As I am sure you all know these things suck to get out. I found this video of a tool this guy made but that's it. Do any of you have this tool or know where to get it? Up till now I have had good success with my bluepoint hammerhead screwdriver.


----------



## Tango (Jan 13, 2018)

Good thing I haven't seen that kind of moen. I've had a few faucets where the balancer seized and no tool would get them out.

Once home I even used a heavy hammer in the vise, both times they were so seized up it was impossible.


----------



## chonkie (Jul 31, 2014)

Based on the comments in YouTube, good luck getting this tool from the guy. He posted his email address about a year ago, but the person asking for it said he never returned their email. Doesn't seem like the guy was serious about trying to sell the kit.

Looks like time to make your own based on his idea, or just keep doing what has worked for you so far. Doesn't even seem like something that would be too difficult to make for someone with welding skills or some machining knowledge. Just a socket with the appropriate curved key for the slot.


----------



## SchmitzPlumbing (May 5, 2014)

tear out the pos. even kohler couldnt over engineer such a pile of junk. and i love kohler by the way.:vs_laugh:


----------



## skoronesa (Oct 27, 2015)

SchmitzPlumbing said:


> tear out the pos. even kohler couldnt over engineer such a pile of junk. and i love kohler by the way.:vs_laugh:





What makes you say these are over engineered? They consist of three distinct parts that usually work pretty reliably instead of one super complex cartridge that costs a lot in order to do all three functions.

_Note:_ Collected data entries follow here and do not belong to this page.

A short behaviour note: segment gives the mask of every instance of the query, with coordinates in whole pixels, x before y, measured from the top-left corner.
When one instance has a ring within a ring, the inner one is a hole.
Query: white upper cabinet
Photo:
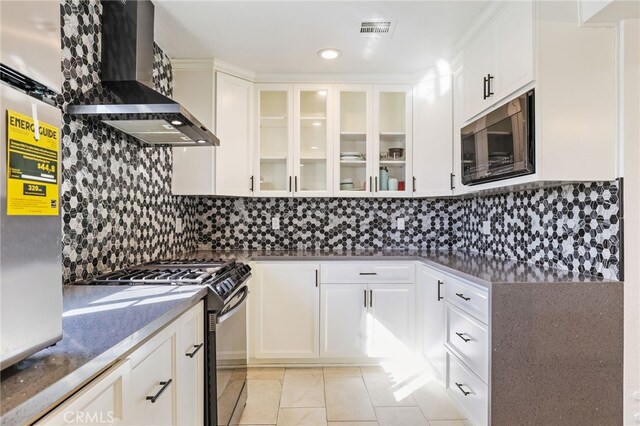
[[[463,53],[464,118],[469,119],[491,105],[487,79],[491,74],[491,30],[482,31]]]
[[[442,76],[413,89],[413,182],[415,197],[452,194],[453,82]]]
[[[174,67],[174,98],[213,131],[220,146],[173,148],[172,193],[251,195],[253,83],[215,71],[212,63],[176,61]]]
[[[411,86],[373,88],[374,193],[380,197],[410,197],[412,193]]]
[[[333,91],[327,85],[294,86],[293,195],[333,194]]]
[[[252,176],[253,83],[216,73],[215,195],[249,196]]]
[[[373,87],[335,86],[333,193],[370,197],[373,188]]]
[[[213,63],[173,65],[173,98],[214,134],[215,72]],[[176,147],[173,152],[171,192],[174,195],[215,195],[216,148]]]
[[[256,85],[254,194],[293,195],[293,87]]]
[[[473,35],[454,78],[454,195],[619,177],[616,29],[578,22],[575,5],[502,2]],[[461,185],[460,129],[531,90],[534,173]]]
[[[533,81],[533,3],[505,2],[464,50],[464,119]]]
[[[490,99],[500,101],[533,80],[533,4],[506,2],[491,26]]]

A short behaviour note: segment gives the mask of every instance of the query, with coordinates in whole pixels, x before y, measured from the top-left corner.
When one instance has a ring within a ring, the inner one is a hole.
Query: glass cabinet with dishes
[[[408,197],[412,87],[336,85],[334,194]]]
[[[373,87],[335,86],[334,194],[370,197],[373,190]]]
[[[411,87],[375,86],[374,192],[407,197],[413,192]]]

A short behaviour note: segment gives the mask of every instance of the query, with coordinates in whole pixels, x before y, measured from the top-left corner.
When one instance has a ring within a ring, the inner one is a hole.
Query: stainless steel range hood
[[[154,89],[153,3],[114,0],[102,7],[102,82],[67,113],[96,116],[146,144],[220,145],[182,105]]]

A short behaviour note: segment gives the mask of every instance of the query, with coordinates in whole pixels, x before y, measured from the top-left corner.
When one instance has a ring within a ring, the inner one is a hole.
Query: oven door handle
[[[244,305],[247,301],[247,296],[249,296],[249,287],[244,287],[238,293],[242,293],[242,298],[240,299],[240,301],[236,303],[233,308],[224,310],[224,313],[216,318],[216,324],[222,324],[223,322],[231,318],[240,308],[242,308],[242,305]]]

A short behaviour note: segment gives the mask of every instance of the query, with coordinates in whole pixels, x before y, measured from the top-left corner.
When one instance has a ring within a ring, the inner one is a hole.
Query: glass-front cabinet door
[[[370,197],[373,190],[373,88],[335,86],[334,195]]]
[[[374,192],[381,197],[413,191],[411,90],[374,86]]]
[[[333,91],[328,85],[294,85],[294,182],[296,197],[333,194]]]
[[[291,85],[257,85],[258,118],[254,193],[286,197],[293,192]]]

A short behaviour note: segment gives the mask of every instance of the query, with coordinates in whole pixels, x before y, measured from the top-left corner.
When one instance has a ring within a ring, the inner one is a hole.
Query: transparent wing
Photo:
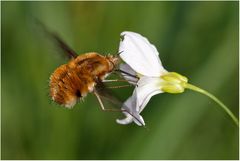
[[[56,33],[49,31],[42,22],[36,20],[36,24],[42,28],[44,33],[56,43],[56,46],[58,46],[69,59],[78,56]]]
[[[98,83],[95,87],[95,91],[97,94],[101,97],[103,101],[108,101],[108,103],[112,103],[114,106],[114,109],[110,109],[108,111],[117,111],[123,112],[127,118],[119,120],[117,119],[117,122],[120,124],[129,124],[132,121],[136,122],[139,126],[144,126],[145,123],[140,115],[135,115],[135,112],[132,111],[132,108],[128,107],[129,104],[123,103],[122,100],[120,100],[111,90],[107,88],[102,82]],[[106,109],[109,109],[106,108]],[[140,117],[138,117],[140,116]]]
[[[105,84],[98,82],[95,86],[95,90],[103,100],[107,100],[116,108],[119,108],[119,110],[121,109],[123,101],[118,98],[114,92],[112,92],[110,89],[107,89]]]

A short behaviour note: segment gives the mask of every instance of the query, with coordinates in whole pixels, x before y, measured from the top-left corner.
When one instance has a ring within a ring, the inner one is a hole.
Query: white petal
[[[127,110],[130,113],[133,113],[134,108],[132,108],[132,107],[136,106],[136,101],[137,101],[136,96],[129,97],[127,99],[127,101],[124,102],[122,109]],[[119,123],[119,124],[129,124],[129,123],[133,122],[133,116],[132,115],[130,115],[127,112],[123,112],[123,114],[126,116],[126,118],[117,119],[116,120],[117,123]]]
[[[142,118],[141,115],[139,115],[138,113],[135,113],[133,116],[130,115],[129,113],[124,112],[125,114],[125,118],[124,119],[117,119],[116,122],[118,124],[122,124],[122,125],[126,125],[126,124],[130,124],[133,121],[138,125],[138,126],[145,126],[145,122]]]
[[[160,78],[153,77],[141,77],[138,81],[138,86],[135,89],[137,95],[137,107],[138,113],[142,112],[152,96],[162,93],[160,90]]]
[[[141,115],[139,114],[135,114],[133,121],[135,122],[135,124],[137,124],[138,126],[145,126],[145,122],[144,119]]]
[[[122,125],[126,125],[126,124],[132,123],[133,122],[133,117],[130,114],[128,114],[128,113],[124,113],[124,114],[126,115],[126,118],[124,118],[124,119],[117,119],[116,120],[117,123],[122,124]]]
[[[137,73],[127,64],[120,64],[120,70],[128,73],[121,73],[125,80],[127,80],[130,84],[136,85],[138,78]]]
[[[122,32],[120,57],[137,73],[159,77],[166,70],[158,57],[158,51],[145,37],[134,32]]]
[[[136,111],[136,94],[133,94],[131,97],[124,102],[122,109],[127,110],[128,112],[123,112],[126,118],[124,119],[117,119],[117,123],[119,124],[129,124],[131,122],[135,122],[138,126],[144,126],[145,122],[142,116]]]
[[[161,81],[160,78],[141,77],[132,96],[127,99],[122,107],[122,109],[127,110],[134,117],[124,112],[126,118],[117,120],[117,122],[120,124],[129,124],[134,121],[139,126],[145,125],[140,113],[146,107],[152,96],[163,92],[160,90]]]

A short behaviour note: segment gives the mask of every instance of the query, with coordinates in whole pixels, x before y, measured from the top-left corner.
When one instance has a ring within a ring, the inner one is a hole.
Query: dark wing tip
[[[40,26],[44,33],[56,42],[56,45],[62,49],[68,58],[76,58],[78,54],[71,49],[67,43],[65,43],[56,33],[51,32],[47,27],[38,19],[35,19],[35,23]]]

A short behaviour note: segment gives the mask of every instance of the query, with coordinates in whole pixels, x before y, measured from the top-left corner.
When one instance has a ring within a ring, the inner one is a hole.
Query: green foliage
[[[147,129],[118,125],[91,94],[72,110],[51,103],[49,76],[66,59],[34,18],[79,53],[114,54],[122,31],[139,32],[166,69],[238,114],[238,2],[2,2],[2,159],[238,159],[232,120],[192,91],[154,96]]]

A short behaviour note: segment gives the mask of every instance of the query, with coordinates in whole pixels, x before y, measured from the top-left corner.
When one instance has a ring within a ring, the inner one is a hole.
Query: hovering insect
[[[78,100],[83,99],[88,93],[93,93],[102,110],[129,113],[125,109],[106,109],[101,100],[101,98],[107,98],[113,104],[123,106],[123,103],[114,97],[103,84],[104,82],[126,82],[126,80],[105,80],[110,73],[115,71],[132,76],[127,71],[118,69],[120,53],[102,56],[97,52],[89,52],[78,55],[57,34],[48,31],[42,23],[40,25],[70,58],[68,63],[59,66],[50,76],[50,97],[54,102],[66,108],[72,108]],[[127,86],[129,85],[113,86],[113,88]]]
[[[71,108],[77,100],[93,92],[100,99],[96,85],[103,82],[117,66],[117,56],[96,52],[78,55],[56,34],[51,33],[71,60],[58,67],[50,76],[50,96],[56,103]]]
[[[96,84],[102,82],[117,63],[118,58],[112,55],[102,56],[96,52],[76,55],[50,76],[52,100],[70,108],[90,92],[97,95]]]

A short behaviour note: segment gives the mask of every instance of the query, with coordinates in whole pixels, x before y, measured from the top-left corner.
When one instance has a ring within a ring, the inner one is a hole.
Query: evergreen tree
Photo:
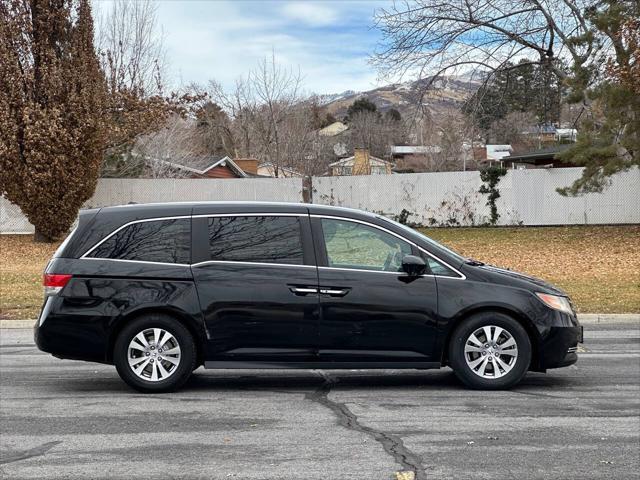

There is the standard 1200 brass or 1225 plastic cartridges which are very common. Two spring check stops which you will find on many shower valves. And the pressure balancing spool which is almost the same exact design that toto, delta, and several others use.


We have really hard water around here and moen 1200 series valves hold up very well.







.


----------



## Alan (Jun 18, 2008)

My old boss gave me the dullest %[email protected]#^ing chisel for my tool bag when I started. Imagine 11 years later how great it was...... Well, I discovered the 1" wide dull AF chisel blade was PERFECT for these dudes, and every once in a while it would hold a stubborn toilet tank bolt from spinning.

The great part is, it has a nice big flat spot you can put an adjustable wrench on it while you push in to give you a little more leverage. 

:vs_cool:


----------



## RyanPlumber1982 (Mar 19, 2017)

Oh I’ve got a way easier fix...sell them a new valve install lol.


----------



## Logtec (Jun 3, 2018)

This is a simple fix.
Altho Moen doesn’t warranty the their “balancing spool” it will cost you about $80- $120CDN.

No fancy tools needed, no youtube guy not answering your emails..
(Like Alan said..)

Here how:
Buy a 1”- 1.25” chisel, 
grind the bevel down to a square end(like a big flat head screw driver).
So it fits perfectly into the slot Of the faucets balancing spools cap.

Now insert the “Your new tool” into the slot, and with your left hand push hard into/towards the faucet- then use a pipe wrench (on the blade Or flat side of the chisel), to turn counter clock wise.. 
you might need a squirt of WD40 on the threads or give the screw cap a slight tap with a hammer to convince it that it will need to be unthreaded.


----------



## SchmitzPlumbing (May 5, 2014)

i have an apartment complex full of them . they all get replaced.


----------